Otra vez no me resistiré tanto. Me acordaré de esos conejos negros
con la caja de muerto al hombro, y entonces cogeré en seguida el
vaso, y adentro.
-¡Muy
bien! Ahora vente aquí, a mi lado, y cuéntame cómo caíste en
manos de los ladrones.
Pues
fue que Tragalumbre me dio cinco monedas de oro y me dijo:
"Llévaselas a tu papa", y en el camino me encontré una
zorra y un gato, dos personas muy buenas, que me dijeron: ¿Quieres
que esas monedas se conviertan en mil o en dos mil? Vente con
nosotros y te llevaremos al Campo de los Milagros. Y yo les dije:
"Vamos".
Y ellos dijeron: "Nos detendremos un rato en la posada de El
Cangrejo Rojo, y cuando sea media noche seguiremos nuestro camino."
Cuando yo me desperté ya no estaban allí, porque se habían
marchado. Entonces yo me marché también. Y hacía una noche tan
oscura que apenas se podía andar. Y me encontré con dos ladrones
metidos en dos sacos de carbón, que me dijeron: ¡Danos el dinero!"
y yo les dije: "No tengo ningún dinero". Porque me había
escondido las monedas de oro en la boca. Y uno de los ladrones quiso
meterme la mano en la boca, yo se la corté de un mordisco; pero al
escupirla me encontré con que, en vez de una mano, era la zarpa de
un gato.
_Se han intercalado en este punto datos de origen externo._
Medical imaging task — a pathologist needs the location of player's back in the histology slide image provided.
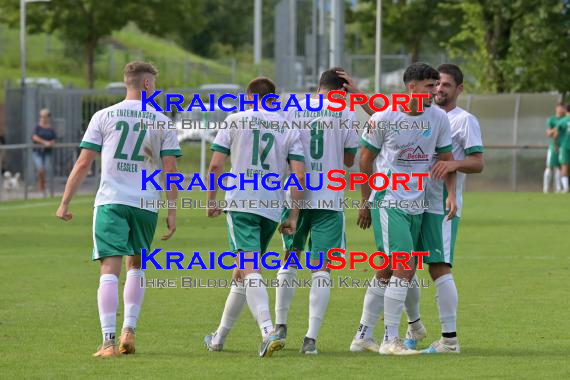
[81,100,181,211]
[287,99,358,209]
[362,106,451,214]
[212,110,303,221]
[426,107,483,216]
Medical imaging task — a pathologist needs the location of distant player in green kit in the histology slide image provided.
[542,103,566,194]
[554,104,570,193]
[56,62,182,358]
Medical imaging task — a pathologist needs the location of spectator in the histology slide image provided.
[32,108,56,192]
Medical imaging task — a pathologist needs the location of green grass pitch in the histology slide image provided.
[0,193,570,379]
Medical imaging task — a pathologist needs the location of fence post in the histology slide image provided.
[22,144,30,200]
[200,112,208,178]
[465,94,473,113]
[512,94,521,192]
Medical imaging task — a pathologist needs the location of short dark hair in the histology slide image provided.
[437,63,463,86]
[404,62,439,84]
[319,67,348,90]
[123,61,158,88]
[247,77,275,100]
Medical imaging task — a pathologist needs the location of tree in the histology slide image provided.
[0,0,205,88]
[445,0,570,94]
[348,0,459,62]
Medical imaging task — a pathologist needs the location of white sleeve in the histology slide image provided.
[435,113,452,153]
[160,119,182,157]
[210,129,232,156]
[461,115,483,155]
[79,112,103,152]
[360,113,384,153]
[344,112,358,154]
[287,129,305,162]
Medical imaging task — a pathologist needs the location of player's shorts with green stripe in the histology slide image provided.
[370,198,422,256]
[92,204,158,260]
[558,146,570,165]
[546,147,560,168]
[417,212,460,266]
[226,211,277,254]
[281,209,346,260]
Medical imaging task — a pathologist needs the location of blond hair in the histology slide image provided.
[124,61,158,88]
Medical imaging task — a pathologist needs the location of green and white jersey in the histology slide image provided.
[80,100,182,212]
[556,115,570,149]
[546,115,562,149]
[211,110,304,222]
[287,99,358,211]
[426,107,483,217]
[361,106,451,215]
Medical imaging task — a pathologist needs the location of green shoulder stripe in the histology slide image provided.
[360,137,380,154]
[465,145,484,156]
[210,144,230,156]
[79,141,101,153]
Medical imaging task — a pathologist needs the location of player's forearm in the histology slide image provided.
[204,164,224,201]
[445,172,457,198]
[61,161,91,206]
[290,161,306,217]
[32,135,47,145]
[344,153,356,168]
[359,157,373,201]
[457,156,485,174]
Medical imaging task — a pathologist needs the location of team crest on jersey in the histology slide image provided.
[398,146,429,166]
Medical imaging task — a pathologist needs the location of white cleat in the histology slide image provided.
[420,338,461,354]
[350,338,380,352]
[404,322,427,350]
[378,338,419,355]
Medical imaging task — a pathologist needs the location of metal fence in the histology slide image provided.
[0,88,560,201]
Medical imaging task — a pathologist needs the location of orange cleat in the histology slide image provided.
[93,340,119,358]
[119,327,135,355]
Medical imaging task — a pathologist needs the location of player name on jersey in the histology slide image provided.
[140,197,429,210]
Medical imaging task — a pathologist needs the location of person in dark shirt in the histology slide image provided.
[32,108,56,192]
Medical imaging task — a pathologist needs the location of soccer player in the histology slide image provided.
[350,63,456,355]
[204,77,305,357]
[56,61,181,358]
[542,103,566,194]
[275,68,358,354]
[554,104,570,193]
[404,64,485,353]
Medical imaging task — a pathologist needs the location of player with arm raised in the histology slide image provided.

Y los ladrones echaron a correr detrás de mí; y yo corre
que te corre, hasta que me alcanzaron; Y entonces me colgaron por el
cuello en un árbol del bosque, diciendo: "Mañana volveremos, y
estarás bien muerto y con la boca abierta, y entonces te sacaremos
las monedas de oro que tienes escondidas debajo de la lengua".
-¿Y
dónde tienes las cuatro monedas de oro? -le preguntó el Hada.
-¡Las
he perdido! -respondió Pinocho; pero era mentira porque las tenía
en el bolsillo.
Apenas
había dicho esta mentira, la nariz del muñeco, que ya era muy
larga, creció más de dos dedos.
-¿Dónde
las has perdido?
-En
el bosque.
A
esta segunda mentira siguió creciendo la nariz.
-Si
las has perdido en el bosque -dijo el Hada, las buscaremos, y de
seguro que hemos de encontrarlas, porque todo lo que se pierde en
este bosque se encuentra siempre.
-Ahora
que me acuerdo bien -dijo el muñeco, embrollándose cada vez más,
no las he perdido, sino que me las he tragado sin querer al tomar la
medicina.
A
esta tercera mentira se le alargó, la nariz de un modo tan
extraordinario que el pobre Pinocho no podía ya volverse en ninguna
dirección. Si se volvía de un lado, tropezaba con la cama o con los
cristales de la ventana; si se volvía de otro lado, tropezaba con la
pared o con la puerta del cuarto, y si levantaba la cabeza, corría
el riesgo de meter al Hada por un ojo la punta de aquella nariz
fenomenal.
El
Hada le miraba y se reía.
-¿Por
que te ríes? -preguntó el muñeco, confuso y pensativo, al ver cómo
crecía su nariz por momentos.
-Me
río de las mentiras que has dicho.
-¿Y
cómo sabes que he dicho mentiras?
-Las
mentiras, hijo mío, se conocen en seguida, porque las hay de dos
clases: las mentiras que tienen las piernas cortas, y las que tienen
la nariz larga. Las tuyas, por lo visto, son de las que tienen la
nariz larga.
Sintió
Pinocho tanta vergüenza, que no sabiendo donde esconderse, trató de
salir de la habitación. Pero no le fue posible: tanto le había
crecido la nariz, que no podía pasar por la puerta.